Dubbele bevruchtingsgebeurtenissen in bloeiende plant

Dubbele bemestingsevenementen in bloeiende plant!

Het bevruchtingsproces werd ontdekt door Strasburger in 1884. Na bestuiving vormt de intentie van stuifmeelkorrel stuifmeelbuis door zwakke gebieden op exine (kiemporie). De groei van stuifmeelbuis wordt gestimuleerd door de suikerachtige substanties geproduceerd in stigma.

De stuifmeelbuis met twee mannelijke gameten en buiskern loopt door de stijl en draait uiteindelijk naar het microplicaire uiteinde van de zaadknop in de holte van de eierstok. De lengte van de pollenbuis is afhankelijk van de lengte van de stijlen.

Afhankelijk van de interne structuur zijn de stijlen van twee typen:

(i) Holle stijl:

Het heeft een breed kanaal dat wordt bekleed met kanaalcellen.

(ii) Solide stijl:

Het draagt ​​geleidend weefsel in plaats van kanaal. De cellen van het weefsel hebben een dikke pectinewand. In holle stijl komt stuifmeelbuis binnen op het oppervlak van kanaalcellen.
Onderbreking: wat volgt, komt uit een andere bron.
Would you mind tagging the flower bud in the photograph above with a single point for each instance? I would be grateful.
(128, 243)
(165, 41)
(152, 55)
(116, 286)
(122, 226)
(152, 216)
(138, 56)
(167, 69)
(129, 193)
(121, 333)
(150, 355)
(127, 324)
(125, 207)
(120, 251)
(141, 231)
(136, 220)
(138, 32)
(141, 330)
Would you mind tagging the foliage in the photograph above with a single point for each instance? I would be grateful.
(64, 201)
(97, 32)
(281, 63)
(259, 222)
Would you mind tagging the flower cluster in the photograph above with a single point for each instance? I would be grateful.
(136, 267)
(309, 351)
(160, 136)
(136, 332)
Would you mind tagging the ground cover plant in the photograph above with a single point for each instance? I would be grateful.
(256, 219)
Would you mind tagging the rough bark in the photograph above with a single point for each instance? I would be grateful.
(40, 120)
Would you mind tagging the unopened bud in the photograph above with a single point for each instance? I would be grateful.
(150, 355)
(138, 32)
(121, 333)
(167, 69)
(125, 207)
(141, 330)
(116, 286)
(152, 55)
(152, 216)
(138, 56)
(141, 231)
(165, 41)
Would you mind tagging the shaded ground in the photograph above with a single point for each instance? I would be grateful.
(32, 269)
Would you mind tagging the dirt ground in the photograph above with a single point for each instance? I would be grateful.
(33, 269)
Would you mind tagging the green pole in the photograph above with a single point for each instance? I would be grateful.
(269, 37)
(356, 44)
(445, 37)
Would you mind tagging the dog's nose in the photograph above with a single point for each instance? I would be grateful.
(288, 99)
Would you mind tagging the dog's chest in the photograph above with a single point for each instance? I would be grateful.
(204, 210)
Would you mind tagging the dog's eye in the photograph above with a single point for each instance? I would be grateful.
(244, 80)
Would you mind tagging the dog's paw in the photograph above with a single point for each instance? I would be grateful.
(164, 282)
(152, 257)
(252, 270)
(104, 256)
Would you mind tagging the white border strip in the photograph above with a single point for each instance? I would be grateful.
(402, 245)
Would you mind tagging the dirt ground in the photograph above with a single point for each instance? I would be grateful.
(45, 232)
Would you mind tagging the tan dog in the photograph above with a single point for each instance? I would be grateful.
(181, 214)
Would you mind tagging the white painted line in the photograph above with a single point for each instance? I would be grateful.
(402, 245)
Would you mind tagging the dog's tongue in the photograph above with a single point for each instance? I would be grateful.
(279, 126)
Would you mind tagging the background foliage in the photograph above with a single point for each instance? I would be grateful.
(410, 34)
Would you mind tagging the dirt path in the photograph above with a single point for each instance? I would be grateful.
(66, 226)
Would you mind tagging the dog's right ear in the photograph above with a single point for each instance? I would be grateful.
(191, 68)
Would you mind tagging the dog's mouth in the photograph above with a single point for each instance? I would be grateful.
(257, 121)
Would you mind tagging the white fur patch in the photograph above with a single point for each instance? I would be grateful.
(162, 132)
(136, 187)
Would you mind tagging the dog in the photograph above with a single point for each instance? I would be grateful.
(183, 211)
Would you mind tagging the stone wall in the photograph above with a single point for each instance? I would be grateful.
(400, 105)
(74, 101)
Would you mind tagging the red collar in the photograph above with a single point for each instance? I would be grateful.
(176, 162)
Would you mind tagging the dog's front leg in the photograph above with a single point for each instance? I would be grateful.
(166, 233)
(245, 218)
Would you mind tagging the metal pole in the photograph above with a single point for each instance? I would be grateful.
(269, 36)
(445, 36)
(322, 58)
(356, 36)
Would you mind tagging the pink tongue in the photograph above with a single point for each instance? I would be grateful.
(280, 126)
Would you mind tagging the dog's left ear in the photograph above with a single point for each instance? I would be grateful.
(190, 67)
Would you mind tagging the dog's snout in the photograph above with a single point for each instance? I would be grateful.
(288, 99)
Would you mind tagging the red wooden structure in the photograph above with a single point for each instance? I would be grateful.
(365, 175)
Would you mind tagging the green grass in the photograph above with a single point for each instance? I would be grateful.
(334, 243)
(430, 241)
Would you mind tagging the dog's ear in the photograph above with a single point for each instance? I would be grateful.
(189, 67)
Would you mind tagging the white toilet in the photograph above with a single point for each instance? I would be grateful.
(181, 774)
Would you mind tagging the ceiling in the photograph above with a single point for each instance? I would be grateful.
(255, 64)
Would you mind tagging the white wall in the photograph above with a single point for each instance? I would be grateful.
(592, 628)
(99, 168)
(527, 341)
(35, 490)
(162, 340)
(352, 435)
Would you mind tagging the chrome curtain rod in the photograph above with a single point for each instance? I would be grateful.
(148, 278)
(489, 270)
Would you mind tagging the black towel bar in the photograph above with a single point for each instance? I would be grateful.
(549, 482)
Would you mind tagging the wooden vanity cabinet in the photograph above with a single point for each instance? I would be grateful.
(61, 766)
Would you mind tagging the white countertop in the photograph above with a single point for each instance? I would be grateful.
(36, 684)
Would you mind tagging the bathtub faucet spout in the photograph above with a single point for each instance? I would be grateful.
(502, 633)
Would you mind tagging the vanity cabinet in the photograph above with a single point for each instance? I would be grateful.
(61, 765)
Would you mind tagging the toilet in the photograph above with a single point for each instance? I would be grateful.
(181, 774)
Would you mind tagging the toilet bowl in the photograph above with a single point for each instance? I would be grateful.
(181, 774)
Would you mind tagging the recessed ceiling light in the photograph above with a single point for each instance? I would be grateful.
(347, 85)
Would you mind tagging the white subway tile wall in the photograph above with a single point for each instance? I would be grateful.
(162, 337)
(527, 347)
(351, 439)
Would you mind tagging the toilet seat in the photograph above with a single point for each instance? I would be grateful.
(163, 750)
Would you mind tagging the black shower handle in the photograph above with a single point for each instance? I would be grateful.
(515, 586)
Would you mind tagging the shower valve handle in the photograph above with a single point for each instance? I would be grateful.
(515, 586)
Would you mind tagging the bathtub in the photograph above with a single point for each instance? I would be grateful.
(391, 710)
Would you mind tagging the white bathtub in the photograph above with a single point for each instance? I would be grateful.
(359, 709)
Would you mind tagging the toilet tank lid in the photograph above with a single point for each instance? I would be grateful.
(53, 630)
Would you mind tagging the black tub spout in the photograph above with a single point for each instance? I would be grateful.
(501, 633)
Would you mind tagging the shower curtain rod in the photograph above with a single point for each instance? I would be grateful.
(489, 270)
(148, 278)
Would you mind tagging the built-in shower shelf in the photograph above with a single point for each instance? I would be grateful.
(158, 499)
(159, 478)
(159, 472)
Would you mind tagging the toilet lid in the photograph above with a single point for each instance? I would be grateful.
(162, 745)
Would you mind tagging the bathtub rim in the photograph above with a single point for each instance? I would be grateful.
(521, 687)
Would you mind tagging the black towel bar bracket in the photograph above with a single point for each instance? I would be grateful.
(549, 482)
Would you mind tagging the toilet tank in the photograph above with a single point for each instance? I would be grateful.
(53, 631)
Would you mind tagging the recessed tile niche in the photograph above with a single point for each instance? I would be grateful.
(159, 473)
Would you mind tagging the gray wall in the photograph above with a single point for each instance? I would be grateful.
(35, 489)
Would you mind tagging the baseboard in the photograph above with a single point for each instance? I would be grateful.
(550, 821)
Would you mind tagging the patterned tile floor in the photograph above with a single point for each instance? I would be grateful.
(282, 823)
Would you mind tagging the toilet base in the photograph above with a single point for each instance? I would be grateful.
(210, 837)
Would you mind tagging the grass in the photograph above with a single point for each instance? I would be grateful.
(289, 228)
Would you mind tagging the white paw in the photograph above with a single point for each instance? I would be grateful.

In vaste stijl is de invoer van stuifmeelbuis intercellulair door geleidend weefsel.

Wanneer de stuifmeelbuis door het micropylaire einde van de eicel voor bevruchting komt, wordt dit porogamie genoemd. In Casuarina, Juglans rigia, komt Betula pollenbuis de embryozak binnen via de basis (chalaza) van de zaadknop en wordt chalazogamie genoemd. Wanneer de stuifmeelbuis de integumenten doorboort, wordt dit mesogamie genoemd.

Bij het doorprikken van de nucellus dringt de pollenbuis de embryozak binnen. De punt penetreert in de embryozak en bereikt het eimateriaal dat passeert tussen het ei en synergiden of tussen een synergide en de wand van de embryozak. Uiteindelijk barst het uiteinde van de pollenbuis en worden twee mannelijke gameten ontladen.

De buiskern desorganiseert vóór barsten van pollenbuis. Een van deze mannelijke gametes versmelt met de eicel of oosfeer (syngamie) die bevruchting veroorzaakt, waardoor diploïde oospore of zygoot wordt gevormd. De andere gameet fuseert met de secundaire kern (drievoudige fusie) die de triploïde endospermkern vormt en die later aanleiding geeft tot het endosperm (figuur 2.25).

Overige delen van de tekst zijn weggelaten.